NUJ general secretary Michelle Stanistreet has dismissed Daily Mail editor Paul Dacre’s calls for a new press card system as impractical and ‘ridiculous”.
On Monday Dacre set out his vision for a new umbrella body that would have sole responsibility for issuing press cards, which would become an ‘essential kite mark for ethical, proper journalism”.
He argued that such a system would be an effective means of ensuring all newspapers and magazines signed up to self-regulation by excluding non-card carrying members from access to bodies such as the Government, local authorities and the police.
It would replace current press card issuing bodies which include the NUJ.
At the Leveson Inquiry this afternoon Stanistreet said Dacre’s proposals were ‘ridiculous”. ‘I don’t think it would work in practice,’she said. ‘I don’t understand the premise behind it: why would the industry, why would the newspaper owners, be in a position to somehow guarantee things that don’t happen at the moment as a result of [being] the press card gatekeepers?
‘I think this is yet another example of how as an editor – a very high profile influential member of the industry – is trying to again pin the blame on individual journalists. They want a system in place that’s run by the industry and controlled by the industry.”

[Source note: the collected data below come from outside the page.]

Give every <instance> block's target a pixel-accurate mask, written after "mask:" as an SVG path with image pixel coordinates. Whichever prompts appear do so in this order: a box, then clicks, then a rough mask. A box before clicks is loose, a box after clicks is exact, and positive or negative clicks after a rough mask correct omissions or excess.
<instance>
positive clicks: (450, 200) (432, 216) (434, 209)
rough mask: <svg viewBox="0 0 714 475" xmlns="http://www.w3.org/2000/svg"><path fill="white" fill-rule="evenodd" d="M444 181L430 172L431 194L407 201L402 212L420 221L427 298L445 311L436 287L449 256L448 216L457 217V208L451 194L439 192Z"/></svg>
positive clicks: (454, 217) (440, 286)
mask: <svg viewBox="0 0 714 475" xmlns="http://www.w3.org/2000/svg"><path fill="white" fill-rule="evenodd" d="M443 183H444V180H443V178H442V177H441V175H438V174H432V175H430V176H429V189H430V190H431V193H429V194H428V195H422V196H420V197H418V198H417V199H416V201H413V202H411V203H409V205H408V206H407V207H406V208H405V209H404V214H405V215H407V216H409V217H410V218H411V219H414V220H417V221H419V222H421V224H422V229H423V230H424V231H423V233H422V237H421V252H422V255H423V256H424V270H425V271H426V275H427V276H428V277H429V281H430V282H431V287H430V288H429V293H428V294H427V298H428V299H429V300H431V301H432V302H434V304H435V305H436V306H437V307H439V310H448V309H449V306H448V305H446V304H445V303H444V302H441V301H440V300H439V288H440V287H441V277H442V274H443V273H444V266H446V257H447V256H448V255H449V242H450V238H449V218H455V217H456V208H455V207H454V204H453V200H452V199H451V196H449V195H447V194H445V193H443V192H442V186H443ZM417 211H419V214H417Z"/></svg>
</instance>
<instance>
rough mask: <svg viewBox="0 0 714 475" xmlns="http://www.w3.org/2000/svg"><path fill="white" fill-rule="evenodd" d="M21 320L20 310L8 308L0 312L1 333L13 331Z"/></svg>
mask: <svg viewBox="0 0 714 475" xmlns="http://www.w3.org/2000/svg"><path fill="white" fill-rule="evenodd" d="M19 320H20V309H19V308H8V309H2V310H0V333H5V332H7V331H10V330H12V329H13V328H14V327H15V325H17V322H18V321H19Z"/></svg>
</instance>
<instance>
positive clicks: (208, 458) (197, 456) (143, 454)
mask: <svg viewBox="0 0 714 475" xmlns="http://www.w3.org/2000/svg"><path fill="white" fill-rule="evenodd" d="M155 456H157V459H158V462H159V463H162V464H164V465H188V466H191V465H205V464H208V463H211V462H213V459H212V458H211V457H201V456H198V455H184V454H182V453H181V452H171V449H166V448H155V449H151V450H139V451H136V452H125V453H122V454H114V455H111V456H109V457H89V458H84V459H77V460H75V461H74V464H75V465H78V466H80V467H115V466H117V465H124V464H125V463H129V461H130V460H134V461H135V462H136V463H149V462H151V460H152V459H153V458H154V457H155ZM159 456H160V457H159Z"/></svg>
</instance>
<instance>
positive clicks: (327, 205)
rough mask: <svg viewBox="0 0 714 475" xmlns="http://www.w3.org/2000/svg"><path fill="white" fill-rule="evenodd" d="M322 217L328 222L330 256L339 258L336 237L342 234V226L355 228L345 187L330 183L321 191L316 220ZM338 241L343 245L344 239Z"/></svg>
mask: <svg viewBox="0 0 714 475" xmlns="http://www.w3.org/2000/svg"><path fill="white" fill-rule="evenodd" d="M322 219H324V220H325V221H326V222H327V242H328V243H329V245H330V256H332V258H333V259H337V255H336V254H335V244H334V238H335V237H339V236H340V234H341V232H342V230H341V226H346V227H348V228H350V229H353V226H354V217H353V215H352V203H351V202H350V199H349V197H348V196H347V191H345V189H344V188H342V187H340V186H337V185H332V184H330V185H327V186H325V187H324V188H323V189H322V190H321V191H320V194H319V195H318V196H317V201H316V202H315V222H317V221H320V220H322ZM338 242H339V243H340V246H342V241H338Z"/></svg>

Under such a system, argued Stanistreet, blame would be directed toward the ordinary reporter and not the management that employs them.
‘It does absolutely nothing to move us forward from where we are today and it doesn’t tackle at all any of the issues about the culture, practice and ethics within the press,’she said.
‘It’s not at all a notion that we would support and I’ve seen since the widespread reaction to it, from many seasoned journalists and many academics in the industry, that’s it’s a ridiculous notion.
‘It would never work and, again, it doesn’t account for the fact that journalists operate in a culture that is imposed on them from above.
‘Under his [Dacre’s] model he would have all the power and none of the responsibility.”
Stanistreet warned it would also be a step toward the licensing of journalists, something the NUJ would ‘absolutely oppose and would damage press freedom within the UK”.
‘It’s not a practical model and it’s not a solution to the problems we’re all sharing here in this inquiry,’she said.